Further north, in Shetland, George Leslie, a stalwart inventor of the old school, has successfully tested a “tidal energy converter”, a rotating cylinder with a complex system of expansion and compression coils, containing a mixture of air and water, capable of producing high levels of energy from the sea that will drive a turbine to produce electricity. With his eye on the powerful tides that flood around the northern Shetland Islands, he believes he has taken the first step towards a genuine method of harnessing the power they produce. He has won backing from the Shetland Islands Council and the local enterprise company, and is intent on building a larger model, which will produce up to ten megawatts of energy. He needs another £1 million and believes he will get it from private backers.

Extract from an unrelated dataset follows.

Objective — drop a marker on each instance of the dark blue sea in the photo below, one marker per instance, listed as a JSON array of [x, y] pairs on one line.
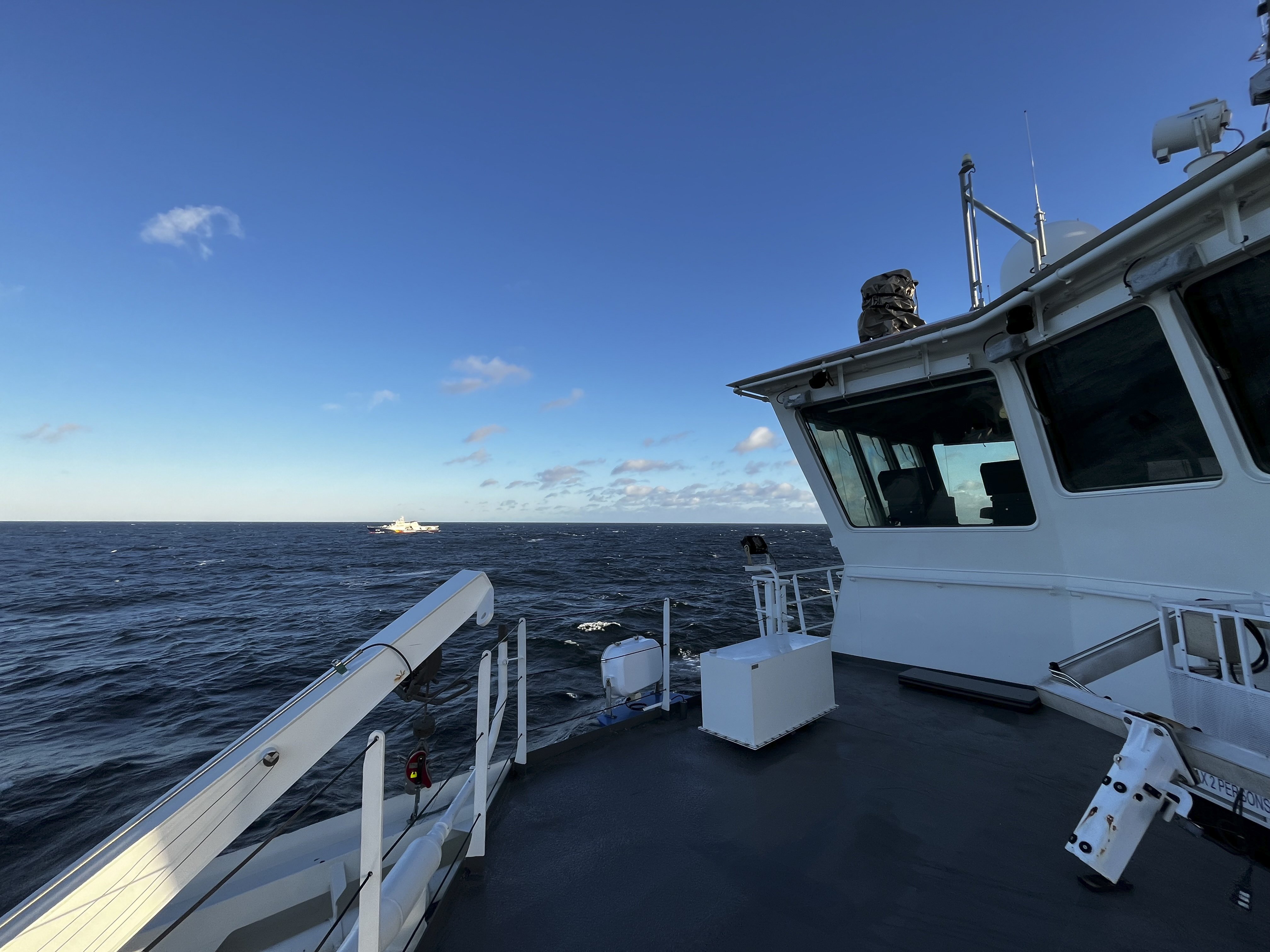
[[134, 653]]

The DTI, which is running a multi-million-pound competition for new energy ideas, has dismissed the Leslie Pump. But the reasons it sets out in its letter of rejection show that it has failed to grasp the principle on which it was based. It states blandly that the brilliant system of expansion coils, the mechanism on which the whole device depends, was “not described, and is not understood”. Not surprisingly, Mr Leslie is incensed. “Some consultant with a degree has been given my papers and passed judgment on it without beginning to understand it. I bet he’s never held a hammer in his hand in all his life.”

I do not know for certain that the Leslie Pump will work. I cannot swear that Pelamis is the right system for producing cost-effective electricity from the waves. But I have more than a sneaking suspicion that Mr Leslie is right about the hammer — and that the timeservers, not the visionaries, have the upper hand at the DTI.